Caritas India, the social wing of the Catholics Bishops’ Conference of India, in a consultation on “Crime against Women and Children” has welcomed the stand taken by the Justice Verma Committee against death penalty. Its Executive Director Fr. Frederick D’Souza said: “Death penalty is only elimination of the offender and not the crime.”

He, however, suggested stringent punishment which should not exclude scope for personal change and transformation.

“It is the collective responsibility of the society/State to have adequate systems and policies in place to deter crime and protect life and dignity of every human person,” he added.

Caritas India’s assistant executive director Fr. Paul Moonjely said: “For a civilised society, it is essential to think of civilised means in treating criminals. Criminals are made and criminality is perpetrated in society for various reasons. If people are dangerous they should be confined and refined through appropriate measures and legal enforcements.’’

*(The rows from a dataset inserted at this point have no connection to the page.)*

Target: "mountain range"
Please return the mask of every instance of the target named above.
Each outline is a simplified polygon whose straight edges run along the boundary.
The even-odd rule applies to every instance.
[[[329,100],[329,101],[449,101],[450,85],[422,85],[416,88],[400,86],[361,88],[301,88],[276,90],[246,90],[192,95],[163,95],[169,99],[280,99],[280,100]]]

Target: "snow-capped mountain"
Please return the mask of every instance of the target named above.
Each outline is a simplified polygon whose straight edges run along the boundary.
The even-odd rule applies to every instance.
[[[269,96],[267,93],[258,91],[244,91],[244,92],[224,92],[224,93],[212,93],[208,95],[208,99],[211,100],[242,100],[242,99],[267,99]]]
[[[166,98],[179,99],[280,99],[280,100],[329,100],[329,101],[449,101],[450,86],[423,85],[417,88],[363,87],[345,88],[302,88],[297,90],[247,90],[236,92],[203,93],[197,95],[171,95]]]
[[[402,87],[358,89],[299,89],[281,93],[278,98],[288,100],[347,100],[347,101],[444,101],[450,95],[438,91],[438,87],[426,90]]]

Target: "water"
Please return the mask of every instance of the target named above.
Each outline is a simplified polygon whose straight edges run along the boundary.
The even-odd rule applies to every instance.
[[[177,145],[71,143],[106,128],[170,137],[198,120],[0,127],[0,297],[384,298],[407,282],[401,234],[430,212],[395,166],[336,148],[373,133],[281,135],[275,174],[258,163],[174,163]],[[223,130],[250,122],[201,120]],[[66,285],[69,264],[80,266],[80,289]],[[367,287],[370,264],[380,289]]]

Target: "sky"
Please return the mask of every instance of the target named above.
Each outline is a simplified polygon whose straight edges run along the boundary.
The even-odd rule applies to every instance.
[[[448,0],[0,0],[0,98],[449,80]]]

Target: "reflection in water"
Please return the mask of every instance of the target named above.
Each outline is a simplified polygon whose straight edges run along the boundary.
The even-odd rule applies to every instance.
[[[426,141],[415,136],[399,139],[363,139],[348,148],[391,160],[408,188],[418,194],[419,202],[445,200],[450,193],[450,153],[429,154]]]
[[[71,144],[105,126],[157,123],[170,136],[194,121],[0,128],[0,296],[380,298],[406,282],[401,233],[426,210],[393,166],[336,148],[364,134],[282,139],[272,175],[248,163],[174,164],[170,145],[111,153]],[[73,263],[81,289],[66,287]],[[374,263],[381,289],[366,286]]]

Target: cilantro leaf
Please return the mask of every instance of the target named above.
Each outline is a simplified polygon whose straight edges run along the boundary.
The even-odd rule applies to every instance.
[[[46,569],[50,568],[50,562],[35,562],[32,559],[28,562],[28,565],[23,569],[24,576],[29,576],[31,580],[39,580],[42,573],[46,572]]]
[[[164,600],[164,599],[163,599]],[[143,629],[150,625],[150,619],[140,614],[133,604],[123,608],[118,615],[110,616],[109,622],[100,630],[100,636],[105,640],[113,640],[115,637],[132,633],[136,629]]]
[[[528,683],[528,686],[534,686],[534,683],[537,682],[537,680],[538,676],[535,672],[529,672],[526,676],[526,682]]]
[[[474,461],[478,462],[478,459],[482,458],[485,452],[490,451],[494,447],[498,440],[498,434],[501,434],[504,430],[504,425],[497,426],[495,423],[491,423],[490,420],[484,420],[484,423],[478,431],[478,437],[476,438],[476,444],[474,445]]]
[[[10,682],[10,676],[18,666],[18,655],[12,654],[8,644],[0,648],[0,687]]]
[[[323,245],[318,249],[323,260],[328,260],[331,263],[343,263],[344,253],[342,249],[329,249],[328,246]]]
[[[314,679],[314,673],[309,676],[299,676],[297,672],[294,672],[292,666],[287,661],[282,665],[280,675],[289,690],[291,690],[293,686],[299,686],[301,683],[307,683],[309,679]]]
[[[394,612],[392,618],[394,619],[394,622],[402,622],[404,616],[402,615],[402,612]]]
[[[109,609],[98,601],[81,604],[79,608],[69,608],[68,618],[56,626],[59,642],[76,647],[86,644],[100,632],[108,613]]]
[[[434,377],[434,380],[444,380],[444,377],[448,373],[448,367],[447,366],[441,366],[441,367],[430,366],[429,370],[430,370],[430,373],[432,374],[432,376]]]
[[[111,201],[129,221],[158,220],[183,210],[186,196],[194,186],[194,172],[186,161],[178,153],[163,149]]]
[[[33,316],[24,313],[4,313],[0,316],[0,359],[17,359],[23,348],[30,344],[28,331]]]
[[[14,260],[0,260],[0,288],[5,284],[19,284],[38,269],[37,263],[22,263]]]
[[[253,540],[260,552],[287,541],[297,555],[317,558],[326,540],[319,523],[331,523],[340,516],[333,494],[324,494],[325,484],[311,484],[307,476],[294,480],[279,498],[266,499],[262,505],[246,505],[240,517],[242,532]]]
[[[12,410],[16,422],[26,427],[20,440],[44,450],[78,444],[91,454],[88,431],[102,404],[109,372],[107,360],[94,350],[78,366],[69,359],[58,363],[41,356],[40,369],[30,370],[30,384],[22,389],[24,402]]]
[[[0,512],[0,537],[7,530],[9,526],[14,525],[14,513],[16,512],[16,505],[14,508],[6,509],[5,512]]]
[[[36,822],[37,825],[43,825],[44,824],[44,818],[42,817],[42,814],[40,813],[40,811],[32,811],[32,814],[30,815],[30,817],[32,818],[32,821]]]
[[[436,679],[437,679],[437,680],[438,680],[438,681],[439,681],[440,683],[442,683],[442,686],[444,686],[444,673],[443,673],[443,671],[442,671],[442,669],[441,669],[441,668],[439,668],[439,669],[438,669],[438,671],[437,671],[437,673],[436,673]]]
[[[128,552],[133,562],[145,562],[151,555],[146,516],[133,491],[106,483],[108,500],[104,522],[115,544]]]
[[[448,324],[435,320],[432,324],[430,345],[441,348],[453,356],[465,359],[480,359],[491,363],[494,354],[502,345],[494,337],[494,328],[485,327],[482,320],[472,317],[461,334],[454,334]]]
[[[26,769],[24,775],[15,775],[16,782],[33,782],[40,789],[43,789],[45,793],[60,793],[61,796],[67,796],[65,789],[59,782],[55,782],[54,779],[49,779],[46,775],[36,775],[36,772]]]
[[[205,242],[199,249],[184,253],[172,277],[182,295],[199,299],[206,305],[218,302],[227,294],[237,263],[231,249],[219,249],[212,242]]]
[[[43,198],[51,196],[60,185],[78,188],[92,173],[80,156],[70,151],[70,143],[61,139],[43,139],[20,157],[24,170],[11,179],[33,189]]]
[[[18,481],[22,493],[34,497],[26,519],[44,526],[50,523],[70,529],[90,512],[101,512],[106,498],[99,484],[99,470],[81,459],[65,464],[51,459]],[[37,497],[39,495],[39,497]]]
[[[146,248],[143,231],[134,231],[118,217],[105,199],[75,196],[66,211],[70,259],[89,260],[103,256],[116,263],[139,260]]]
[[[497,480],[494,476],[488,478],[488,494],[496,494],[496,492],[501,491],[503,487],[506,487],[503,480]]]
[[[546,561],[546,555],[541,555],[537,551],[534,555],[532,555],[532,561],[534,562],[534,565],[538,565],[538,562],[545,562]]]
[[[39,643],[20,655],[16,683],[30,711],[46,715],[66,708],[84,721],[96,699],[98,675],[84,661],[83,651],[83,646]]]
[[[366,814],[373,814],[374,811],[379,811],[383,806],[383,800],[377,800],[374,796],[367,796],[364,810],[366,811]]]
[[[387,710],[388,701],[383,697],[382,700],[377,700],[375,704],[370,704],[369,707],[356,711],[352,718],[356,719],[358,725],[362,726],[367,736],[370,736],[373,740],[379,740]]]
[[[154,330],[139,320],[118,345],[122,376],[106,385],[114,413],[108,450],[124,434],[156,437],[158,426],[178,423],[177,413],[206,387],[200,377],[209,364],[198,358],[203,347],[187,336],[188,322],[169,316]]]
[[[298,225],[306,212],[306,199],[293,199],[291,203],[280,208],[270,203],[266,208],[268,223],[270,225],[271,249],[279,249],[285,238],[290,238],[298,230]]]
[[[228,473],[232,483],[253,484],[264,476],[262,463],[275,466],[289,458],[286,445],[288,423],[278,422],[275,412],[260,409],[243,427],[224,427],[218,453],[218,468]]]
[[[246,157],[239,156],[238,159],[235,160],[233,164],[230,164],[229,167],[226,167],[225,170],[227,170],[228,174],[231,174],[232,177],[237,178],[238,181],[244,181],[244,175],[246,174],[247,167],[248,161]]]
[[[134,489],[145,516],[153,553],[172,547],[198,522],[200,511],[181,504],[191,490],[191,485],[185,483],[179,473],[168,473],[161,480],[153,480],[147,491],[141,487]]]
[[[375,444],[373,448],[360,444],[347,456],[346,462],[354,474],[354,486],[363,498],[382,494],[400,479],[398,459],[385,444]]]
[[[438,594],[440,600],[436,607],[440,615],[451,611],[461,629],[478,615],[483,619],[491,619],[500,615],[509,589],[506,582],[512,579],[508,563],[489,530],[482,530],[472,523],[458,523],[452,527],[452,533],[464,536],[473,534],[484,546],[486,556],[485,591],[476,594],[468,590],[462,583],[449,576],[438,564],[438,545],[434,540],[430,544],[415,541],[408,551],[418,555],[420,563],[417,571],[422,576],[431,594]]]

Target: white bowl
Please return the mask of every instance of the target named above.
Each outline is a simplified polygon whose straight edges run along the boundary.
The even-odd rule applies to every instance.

Stating that violence against women and children, especially girls, is partly the result of gender relations that assumes boys/men to be superior to women/girls, the Caritas India Team leader for Gender programme Ms. Shimray said: “Given the sub-ordinate status of women/girls, much of the gender violence is considered normal and the enjoys social sanction.”

Also participating in the consultation were groups working on the issue of social rights including All India Democratic Women’s Association (AIDWA) and the Joint Women’s Programme and other social activists.

Caritas India also noted that it was gravely concerned with India’s lack of gender sensitivity and the growing trend of violence against women and children even as fact track courts are being set-up along with dedicated `women in distress’ helpline.